6

We provision servers with chef so we have same configuration for Ubuntu 16.04 and 18.04 versions. And there is same rule for restoring iptables rules cat /etc/network/if-pre-up.d/iptables_load /sbin/iptables-restore < /etc/iptables/general but it doesn't work for Ubuntu 18.04.

If I run it manually it works. Does it mean this script isn't running at startup?

UPDATE

I created systemd service as it is described here and it works fine.

[Unit]
Description = Apply iptables rules 

[Service]
Type=oneshot
ExecStart=/etc/network/if-pre-up.d/iptables_load

[Install]
WantedBy=network-pre.target
7
  • 1
    give iptables-persistent a try, see askubuntu.com/questions/84781/… – Fabian May 30 '18 at 18:07
  • but iptables-persistent isn't installed at Ubuntu 16.04 and iptables rules are still here after reboot – Coul May 30 '18 at 18:36
  • Ubuntu 18.04 has some funky bugs at the moment, i personally wont be running that until it's sorted out. And 16.04 is not EOL before 2020. Have you tried to load the rules with your /etc/network/interfaces file? That is how i normally load iptable rules, since this makes the most sense with security (if you take that serious) – Cristian Matthias Ambæk May 30 '18 at 19:38
  • That seems like an odd-place to put your script to load iptables. Doesn't it mean that ANY interface being loaded would reset your firewall? Wouldn't you potentially have a race condition starting it via that hook? BTW, do you have the permission set correctly on the script? What happens if you do ifdown -a followed by ifup -a? Can you maybe put some kind of debugging code in that script to write messages to the logs or displays messages so you know if/when it is getting called? – Zoredache May 30 '18 at 21:59
  • Also, I haven't looked yet, but does 18.04 switch over to using systemd-networkd style configuration? Does that even support the older hook scripts? – Zoredache May 30 '18 at 22:02
2

Here's what I did:

  1. Drop your iptables.rules into /etc/iptables.rules
  2. Create service template like so:

    sudo nano /etc/systemd/system/restore-iptables-rules.service
    

    Copy-paste this:

    [Unit]
    Description = Apply iptables rules
    
    [Service]
    Type=oneshot
    ExecStart=/bin/sh -c 'iptables-restore < /etc/iptables.rules'
    
    [Install]
    WantedBy=network-pre.target
    
  3. Enable service like so:

    sudo systemctl enable restore-iptables-rules.service
    
  4. Reboot and check that the rules have been applied:

    sudo iptables -L
    
1

I ran into a variety of problems with iptables triggered in if-up locations. As my iptables script grew more complicated, the fact that it may run (depending on exact location of the script) for each interface became a problem as did the need for the correct network interface to be up if things like hostname resolution are to work. These factors were causing slow booting and failures. You could consider the alternative, which is to run the iptables script as a systemd service.

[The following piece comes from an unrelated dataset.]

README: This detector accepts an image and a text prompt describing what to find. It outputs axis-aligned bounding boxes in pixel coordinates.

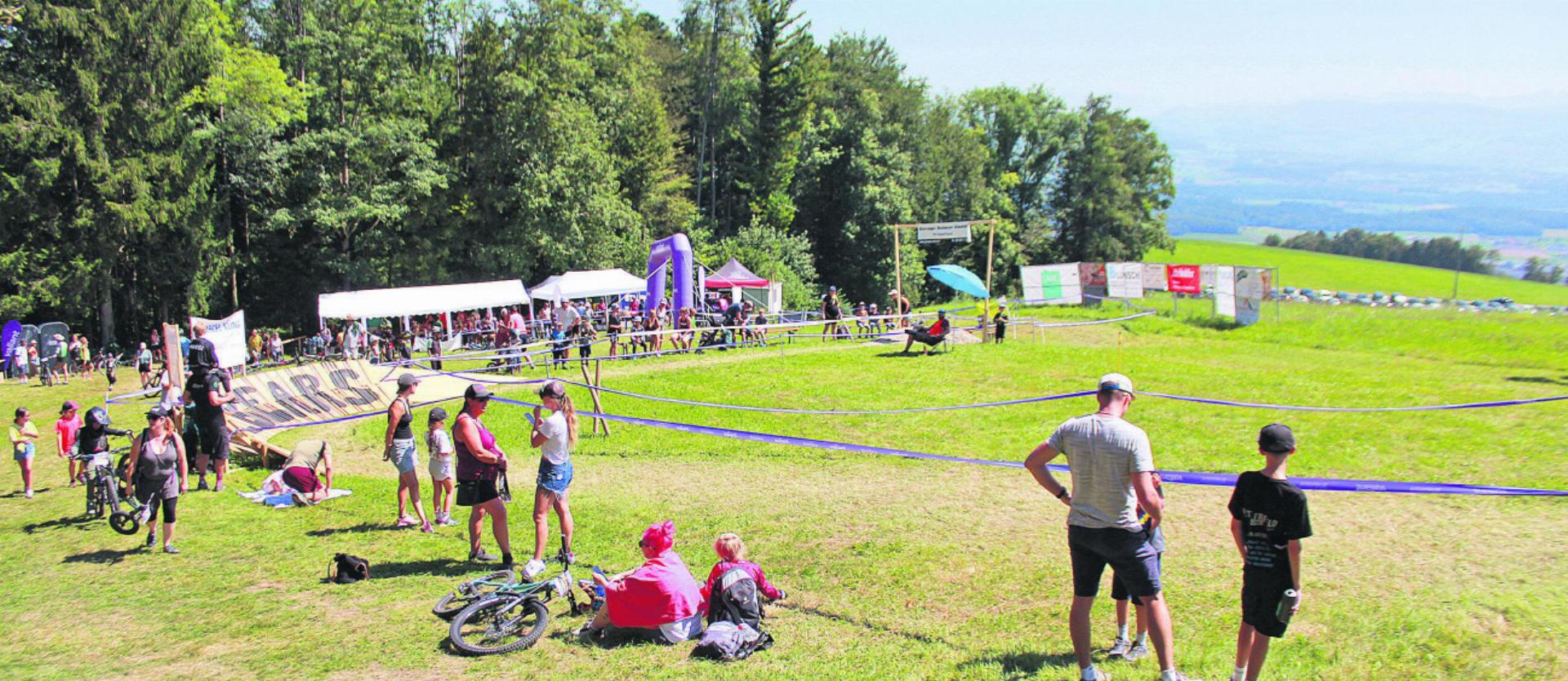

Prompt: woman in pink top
[577,521,702,645]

This can be done by creating a file called, for example, real_iptables.service in /etc/systemd/system/ with contents like:

[Unit]
Description=Set up the firewall
After=network.target

[Service]
Type=oneshot
ExecStart=/root/iptables

[Install]
WantedBy=multi-user.target

The actual iptables script is, as you can see, at /root/iptables. Install the service with:

systemctl enable real_iptables
systemctl start real_iptables

With the service enabled, it will be started at boot time, but will run only once. If you want to be completely secure, it's possible to put a script in /etc/network/if-up.d/ that uses iptables to block all network communications. This means nothing can happen until the service starts.